"Shooting nothing!" cried Nort, and his voice was loud. "Those are signals from the Yaquis! Snake! Wake up! We're right close to the Indians!" he yelled.
CHAPTER IX
A LONE INDIAN
Less noise than that which issued from the excited throat of Nort would have been sufficient to arouse a larger camp than that of the cowboys on the trail of the Yaquis. Instantly every man in the party, not forgetting Bud who had been sleeping as soundly as any, was on the alert, gun in hand, rubbing the sleep from his eyes with the other fist.
"What's up?" snarled Snake. He always did hate to rouse suddenly.
"Look!" cried Nort, pointing to the north, where, now and then, a shimmering light cut the blackness of the sky. "Dick says they're shooting stars, but I say Indian signals."
"They aren't shooting stars, that's sure!" declared Rolling Stone. "I've slept in the open too often, counting those same shooting stars, to be mistaken.
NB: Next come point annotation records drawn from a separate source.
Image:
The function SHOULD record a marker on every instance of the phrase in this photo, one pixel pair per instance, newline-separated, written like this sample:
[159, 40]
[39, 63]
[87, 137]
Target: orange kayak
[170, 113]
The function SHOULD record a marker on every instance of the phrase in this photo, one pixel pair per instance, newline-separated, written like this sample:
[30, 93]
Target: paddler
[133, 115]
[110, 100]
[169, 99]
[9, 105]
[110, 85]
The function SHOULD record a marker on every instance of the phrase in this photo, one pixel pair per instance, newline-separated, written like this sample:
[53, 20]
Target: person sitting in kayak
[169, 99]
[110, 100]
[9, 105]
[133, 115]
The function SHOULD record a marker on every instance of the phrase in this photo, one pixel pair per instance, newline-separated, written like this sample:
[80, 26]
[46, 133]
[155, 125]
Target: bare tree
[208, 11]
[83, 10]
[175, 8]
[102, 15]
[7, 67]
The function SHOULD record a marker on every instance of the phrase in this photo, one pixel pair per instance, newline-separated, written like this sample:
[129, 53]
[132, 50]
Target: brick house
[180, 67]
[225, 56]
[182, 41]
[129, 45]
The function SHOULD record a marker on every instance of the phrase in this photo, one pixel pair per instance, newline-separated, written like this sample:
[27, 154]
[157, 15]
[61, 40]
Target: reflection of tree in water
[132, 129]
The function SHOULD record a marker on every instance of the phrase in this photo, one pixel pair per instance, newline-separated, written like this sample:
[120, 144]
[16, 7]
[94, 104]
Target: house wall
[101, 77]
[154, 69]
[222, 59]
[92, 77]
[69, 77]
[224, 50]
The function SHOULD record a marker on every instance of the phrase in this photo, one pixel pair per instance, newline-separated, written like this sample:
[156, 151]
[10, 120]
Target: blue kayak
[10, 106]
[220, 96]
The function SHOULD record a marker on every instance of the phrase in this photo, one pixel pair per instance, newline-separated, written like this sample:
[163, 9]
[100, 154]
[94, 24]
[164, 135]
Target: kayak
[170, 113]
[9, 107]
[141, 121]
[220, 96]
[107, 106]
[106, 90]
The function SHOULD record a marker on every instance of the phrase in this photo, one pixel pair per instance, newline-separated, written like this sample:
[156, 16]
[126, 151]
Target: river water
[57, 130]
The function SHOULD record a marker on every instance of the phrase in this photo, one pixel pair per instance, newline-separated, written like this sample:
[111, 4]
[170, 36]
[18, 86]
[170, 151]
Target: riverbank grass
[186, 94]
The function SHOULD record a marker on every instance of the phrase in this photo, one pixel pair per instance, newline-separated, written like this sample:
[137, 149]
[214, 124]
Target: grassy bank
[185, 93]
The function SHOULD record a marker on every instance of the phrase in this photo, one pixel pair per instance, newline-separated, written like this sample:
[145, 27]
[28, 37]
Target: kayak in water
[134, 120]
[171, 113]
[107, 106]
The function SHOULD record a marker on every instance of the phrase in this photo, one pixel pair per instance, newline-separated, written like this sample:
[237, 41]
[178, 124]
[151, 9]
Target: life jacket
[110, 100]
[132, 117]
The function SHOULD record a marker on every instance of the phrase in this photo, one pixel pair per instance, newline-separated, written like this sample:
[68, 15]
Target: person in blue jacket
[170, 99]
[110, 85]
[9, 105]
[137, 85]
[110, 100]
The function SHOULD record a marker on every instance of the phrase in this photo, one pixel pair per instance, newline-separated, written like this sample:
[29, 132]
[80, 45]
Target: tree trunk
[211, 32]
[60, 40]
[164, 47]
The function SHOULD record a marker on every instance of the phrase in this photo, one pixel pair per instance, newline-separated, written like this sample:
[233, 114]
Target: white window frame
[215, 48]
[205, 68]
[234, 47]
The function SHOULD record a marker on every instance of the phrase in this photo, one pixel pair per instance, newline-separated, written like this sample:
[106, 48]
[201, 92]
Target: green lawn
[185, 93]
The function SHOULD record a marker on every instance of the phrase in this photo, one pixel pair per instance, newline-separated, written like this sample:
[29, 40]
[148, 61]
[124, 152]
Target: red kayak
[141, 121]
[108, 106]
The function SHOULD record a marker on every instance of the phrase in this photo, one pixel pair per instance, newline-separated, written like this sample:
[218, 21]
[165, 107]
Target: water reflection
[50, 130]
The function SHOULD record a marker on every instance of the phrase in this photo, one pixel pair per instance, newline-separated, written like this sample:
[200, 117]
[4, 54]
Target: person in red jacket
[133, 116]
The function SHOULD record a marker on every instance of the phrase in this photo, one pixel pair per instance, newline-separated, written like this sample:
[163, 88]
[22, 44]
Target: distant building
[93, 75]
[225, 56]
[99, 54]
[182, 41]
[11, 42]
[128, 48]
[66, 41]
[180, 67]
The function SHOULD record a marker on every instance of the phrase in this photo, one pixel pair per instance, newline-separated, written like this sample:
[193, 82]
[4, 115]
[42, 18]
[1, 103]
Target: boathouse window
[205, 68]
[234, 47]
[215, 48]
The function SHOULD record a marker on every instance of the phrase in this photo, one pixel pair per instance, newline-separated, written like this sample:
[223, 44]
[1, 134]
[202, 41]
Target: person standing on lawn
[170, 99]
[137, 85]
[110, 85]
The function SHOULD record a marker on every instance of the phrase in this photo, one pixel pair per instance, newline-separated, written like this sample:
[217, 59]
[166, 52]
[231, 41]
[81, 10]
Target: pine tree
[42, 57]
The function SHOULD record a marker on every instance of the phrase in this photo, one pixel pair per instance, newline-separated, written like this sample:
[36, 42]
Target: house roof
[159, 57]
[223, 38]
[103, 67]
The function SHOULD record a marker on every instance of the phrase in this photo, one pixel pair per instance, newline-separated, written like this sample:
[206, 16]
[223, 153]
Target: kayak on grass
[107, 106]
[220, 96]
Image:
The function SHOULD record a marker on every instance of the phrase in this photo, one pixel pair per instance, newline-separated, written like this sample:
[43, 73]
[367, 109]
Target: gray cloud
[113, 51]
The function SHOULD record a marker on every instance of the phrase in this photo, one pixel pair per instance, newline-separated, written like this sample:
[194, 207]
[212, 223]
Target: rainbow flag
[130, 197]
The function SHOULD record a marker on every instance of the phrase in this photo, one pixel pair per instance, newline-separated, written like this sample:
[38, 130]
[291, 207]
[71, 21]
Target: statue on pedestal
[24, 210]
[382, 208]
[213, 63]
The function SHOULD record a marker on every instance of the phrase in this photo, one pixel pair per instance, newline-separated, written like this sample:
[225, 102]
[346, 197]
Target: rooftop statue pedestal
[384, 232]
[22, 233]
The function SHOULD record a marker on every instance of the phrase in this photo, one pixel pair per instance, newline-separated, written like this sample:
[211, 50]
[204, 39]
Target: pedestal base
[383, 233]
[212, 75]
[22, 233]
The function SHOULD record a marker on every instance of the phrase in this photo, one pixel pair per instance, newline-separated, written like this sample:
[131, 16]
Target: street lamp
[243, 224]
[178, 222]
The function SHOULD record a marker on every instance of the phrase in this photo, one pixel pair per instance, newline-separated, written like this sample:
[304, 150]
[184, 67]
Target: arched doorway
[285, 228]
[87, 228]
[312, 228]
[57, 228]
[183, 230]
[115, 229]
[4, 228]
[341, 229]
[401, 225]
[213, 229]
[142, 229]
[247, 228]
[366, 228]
They're signals of some kind!"
"But not Indians' signals," asserted Yellin' Kid.
"Whose then?" Nort wanted to know, satisfied that he had not awakened the camp in vain.
"They're rockets—or some sort of fire works," went on Dick. "First I thought they were shooting stars, but I can see now that they aren't. They're sky rockets or Roman candles."